Dropping his head between his shoulders, Harrison pushed his fingers through his short hair. “If I tell him what happened to me, it will ruin everything.”

“It will ruin everything?” she questioned. “It might ruin something? It could ruin nothing?” She lifted her eyebrows at him. “So many possibilities.”

“Yeah, yeah,” he conceded. “I get the point.”

“You should know better than to catastrophize in my office,” she said with a light chuckle, before turning serious once more. “I’m not suggesting you should dump your life story on him all at once. But it is possible to share parts of yourself, a little bit at a time, and see what happens.” She paused to let him think on that for a moment before adding, “If he doesn’t know all the different parts of you, what kind of relationship can the two of you possibly have anyway?”

“The kind where I don’t hurt him?” he suggested.

Laurel frowned, tutting as she slowly shook her head. “You’re hiding from him, Harrison. That will hurt both of you in the end.” She leaned forward in her chair. “All right then, what’s the worst thing that could happen here?”

“I tell him everything, and I lose him.”

“It is one of the many possibilities,” she said with a nod. “What would happen next?”

He rested his clasped hands against his mouth as he sat forward over his knees. “It would hurt like hell.”

“But you and hurt are old friends.
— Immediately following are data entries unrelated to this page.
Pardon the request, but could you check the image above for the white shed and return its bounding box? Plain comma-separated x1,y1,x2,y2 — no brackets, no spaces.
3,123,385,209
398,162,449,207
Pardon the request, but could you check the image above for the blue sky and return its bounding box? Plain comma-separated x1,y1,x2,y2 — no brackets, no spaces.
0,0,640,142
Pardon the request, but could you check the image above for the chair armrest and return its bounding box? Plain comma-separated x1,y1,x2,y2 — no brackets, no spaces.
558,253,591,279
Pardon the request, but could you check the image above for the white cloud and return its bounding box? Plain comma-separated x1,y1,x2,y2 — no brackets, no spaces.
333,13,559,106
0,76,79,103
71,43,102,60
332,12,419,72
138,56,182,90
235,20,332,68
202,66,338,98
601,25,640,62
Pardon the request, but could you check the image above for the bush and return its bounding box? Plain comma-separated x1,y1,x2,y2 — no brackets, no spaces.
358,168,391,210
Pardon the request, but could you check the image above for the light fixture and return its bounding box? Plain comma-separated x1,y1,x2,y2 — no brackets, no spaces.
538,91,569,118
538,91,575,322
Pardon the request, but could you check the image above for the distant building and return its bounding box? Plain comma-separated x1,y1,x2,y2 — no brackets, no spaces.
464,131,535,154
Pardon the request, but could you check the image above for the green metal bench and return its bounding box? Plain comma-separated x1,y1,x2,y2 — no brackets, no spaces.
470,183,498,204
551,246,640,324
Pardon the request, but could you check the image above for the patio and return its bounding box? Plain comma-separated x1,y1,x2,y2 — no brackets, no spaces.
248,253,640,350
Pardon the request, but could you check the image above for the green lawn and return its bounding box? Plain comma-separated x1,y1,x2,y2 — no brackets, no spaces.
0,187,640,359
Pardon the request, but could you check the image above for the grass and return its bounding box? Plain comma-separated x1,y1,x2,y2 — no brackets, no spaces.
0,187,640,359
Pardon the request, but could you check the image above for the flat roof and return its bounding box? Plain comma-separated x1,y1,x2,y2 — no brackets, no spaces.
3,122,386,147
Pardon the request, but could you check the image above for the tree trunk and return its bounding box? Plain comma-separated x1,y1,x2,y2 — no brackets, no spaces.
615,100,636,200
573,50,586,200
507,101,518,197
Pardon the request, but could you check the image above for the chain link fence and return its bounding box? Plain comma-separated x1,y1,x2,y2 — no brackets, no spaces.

You would survive the hurt and move forward. You always do.” She straightened in her chair to look him dead in the eye. “What’s the best thing that could happen?”

He could fall in love with me, the way I’m falling in love with him.Harrison didn’t voice the thought. It was too surreal, too incredible. But it was there, like sunshine in his mind.

“Well, I’ll be damned.” There was a level of awe in Laurel’s voice he’d never heard before. Not in all the years he’d known her.

“What?” he asked.

“Harrison,” she said, her eyes sparkling. “You have a beautiful smile.”